I'm not sure whether recent versions of C have changed their stance on this particular UB, but since it'll probably be a while until they're adopted (if ever) kernels will be making do with their workarounds for a while longer.
[0]: https://lkml.org/lkml/2018/6/5/769
Type punning through unions is not undefined behavior in C, only in C++.
Yep, you're right. Think I got confused with something else :(
It's not UB if the "common initial sequence" exemption applies as it does here.
Nothing in the language, though the permissions mechanism of the system may disallow it. Unless the compiler is running with root permissions.
C is not a safe language. The more abrasive among fans of the language would say "skill issue" and "git gud" if you want to avoid footguns.
What kind of mechanism is there in place to prevent any compiler from just replacing your main() function with formatting /dev/sda?

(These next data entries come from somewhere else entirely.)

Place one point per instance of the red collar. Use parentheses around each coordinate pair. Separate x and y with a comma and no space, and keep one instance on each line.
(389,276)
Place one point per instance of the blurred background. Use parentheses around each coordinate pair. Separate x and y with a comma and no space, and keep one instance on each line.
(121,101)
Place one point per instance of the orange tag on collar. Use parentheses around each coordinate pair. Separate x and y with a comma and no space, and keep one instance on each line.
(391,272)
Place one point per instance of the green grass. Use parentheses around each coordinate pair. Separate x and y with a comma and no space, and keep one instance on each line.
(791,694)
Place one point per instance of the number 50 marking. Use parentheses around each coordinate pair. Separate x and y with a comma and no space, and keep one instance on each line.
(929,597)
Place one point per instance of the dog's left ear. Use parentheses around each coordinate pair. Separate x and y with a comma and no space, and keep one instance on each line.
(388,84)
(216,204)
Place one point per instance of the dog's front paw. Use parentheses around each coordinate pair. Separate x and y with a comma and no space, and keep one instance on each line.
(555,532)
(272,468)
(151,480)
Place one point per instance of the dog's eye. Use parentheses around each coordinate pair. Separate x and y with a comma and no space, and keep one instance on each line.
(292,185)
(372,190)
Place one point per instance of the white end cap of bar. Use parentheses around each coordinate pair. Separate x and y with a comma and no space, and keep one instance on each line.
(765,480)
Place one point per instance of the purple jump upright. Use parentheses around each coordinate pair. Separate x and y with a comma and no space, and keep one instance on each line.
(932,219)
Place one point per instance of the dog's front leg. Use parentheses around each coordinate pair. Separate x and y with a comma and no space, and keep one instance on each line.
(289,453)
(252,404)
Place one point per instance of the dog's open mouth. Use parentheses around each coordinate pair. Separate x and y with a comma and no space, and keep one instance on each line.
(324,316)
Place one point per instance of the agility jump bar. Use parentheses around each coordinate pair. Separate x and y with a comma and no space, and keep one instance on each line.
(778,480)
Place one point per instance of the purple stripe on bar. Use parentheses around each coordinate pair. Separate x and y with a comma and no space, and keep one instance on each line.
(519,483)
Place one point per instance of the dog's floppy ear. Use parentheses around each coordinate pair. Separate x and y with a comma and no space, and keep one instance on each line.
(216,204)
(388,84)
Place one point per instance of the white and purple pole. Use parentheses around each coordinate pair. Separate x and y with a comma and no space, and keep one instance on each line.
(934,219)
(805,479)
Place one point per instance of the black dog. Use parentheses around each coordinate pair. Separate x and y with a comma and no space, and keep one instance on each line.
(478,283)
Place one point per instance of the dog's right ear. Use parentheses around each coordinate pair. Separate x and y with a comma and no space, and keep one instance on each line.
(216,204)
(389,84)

That's nothing to do with the language, that's always on the compiler. Nothing stops the compiler from taking even correctly-specified code and doing whatever it wants.
That's a rathee obtuse response. You can typically operate under the assumption that the compiler works correctly. The question of the GP was - what prevents the compiler from (correctly) exploiting UB to change the program behaviour from the desired one? If the Linux devs want to rely on their compilers' output, they have to somehow be obeying the contract around UB.
I think the more reasonable assumption is that the practical needs of the biggest users will probably trump what any specification demands.
The thing stopping the compiler from doing dangerous behaviours in response to commonly abused UB is obviously that people wouldn't use the compiler if it did that. Just like how the thing stopping the compiler from doing dangerous behaviours in response to spec-legal code is that people wouldn't use it if it did that.
he was referring to the U in "UB".